The book opens when the chairman of the European Historical Communication Society enlists the aid of Franco Lorenzi, professor of Latin and descendant of the Honorable L., a loving father who attempted to save his daughter, Evelyn, from consumption in 1894.
On one level, THE EVELYN PROJECT by Kfir Luzzato is shimmering entertainment, a magical romp that whirls its readers from one European watering hole to the next, and I for one thoroughly enjoyed the story and the setting and the characters, especially the haunting Mrs. Cecchi and Maria, the cool and calculating Dr. Benini. I loved the scenes in Venice, Asti, Lugano, the quick pace of the action, the smooth, transparent style of Kfir Luzzatto’s writing, and the main characters, Eva and Franco.
The action circles back and forth in time, like an ageless spider spinning its web. Eva and Franco overcome one spine-tingling terror after another, only to be overwhelmed by another set of almost insurmountable odds. International conglomerates like the Vatican and Great Britain’s Secret Service vie for control. Treacherous villains à la James Bond and Batman are thrown into the mix as we, the readers, nail bite our way through the story, mesmerized—one eye on the traitor in back of us, the other on the lush scenery whizzing past.
But on a deeper level, THE EVELYN PROJECT deals with the age-old longing for the elixir of life, humanity’s quest to harness death and thereby alter the course of history. It also deals with the corrupting effects of absolute power on institutions and individuals who abuse the innocent to achieve their own ends.
A thriller with plenty of twists and turns and just the right touch of the paranormal, a mystery that spans the centuries—these are the ingredients that make THE EVELYN PROJECT an irresistible dish and I recommend it to all readers who love memorable yarns.
- Fatal Whispers
on Dec. 31, 2013
Mesmerizing and unputdownable, Fatal Whispers, the thrilling new mystery by Sandra Nikolai, stars the romantic duo of Megan Scott and Michael Elliott as they attempt to unravel the steamy secrets behind three shocking murders. Set in Portland and Falmouth on Maine's craggy coastline, Fatal Whispers will sweep you away by its wealth of intriguing suspects and breathtaking action. You'll be guessing to the last page of this nail-biter.
Megan Scott travels with Michael Elliott to Portland, Maine where they stay with Bianca, Megan's cousin. Michael, an investigative reporter has been assigned to uncover the facts surrounding the strange death of a woman living rough. The woman is well-known to residents as Glad Rags Gladys and she is found dead from a mysterious substance close to Bianca's flower shop. Events take off and very soon there are three murders.
The book is a fascinating mystery. It's about the logical steps taken to unravel the puzzle of three seemingly benign and unrelated deaths, and we meet some engaging characters on the way as they struggle to stay alive--Megan's cousin, Bianca and her husband, Victor, and George are among my favorites, along with the setting which has such a strong presence in the book that it's a character.

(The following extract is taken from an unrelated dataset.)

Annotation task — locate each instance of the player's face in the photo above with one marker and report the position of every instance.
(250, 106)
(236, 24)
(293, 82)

But the book is also about the relationship of Megan Scott with Michael Elliott and her gnawing back and forth. As a recent widow, should she become romantically involved with another man, Michael, so soon after her husband's death? I must add that I loved Bianca's flower shop where much of the action takes place. And the final scenes brought me to the edge of my seat as Megan and Michael realize a deadly killer is on the loose.
If you like action-packed mystery and thrillers with characters who grow as they come to grips with what is happening to their relatives and friends before there are more murders, you will love Fatal Whispers, the second book in the Megan Scott and Michael Elliott series.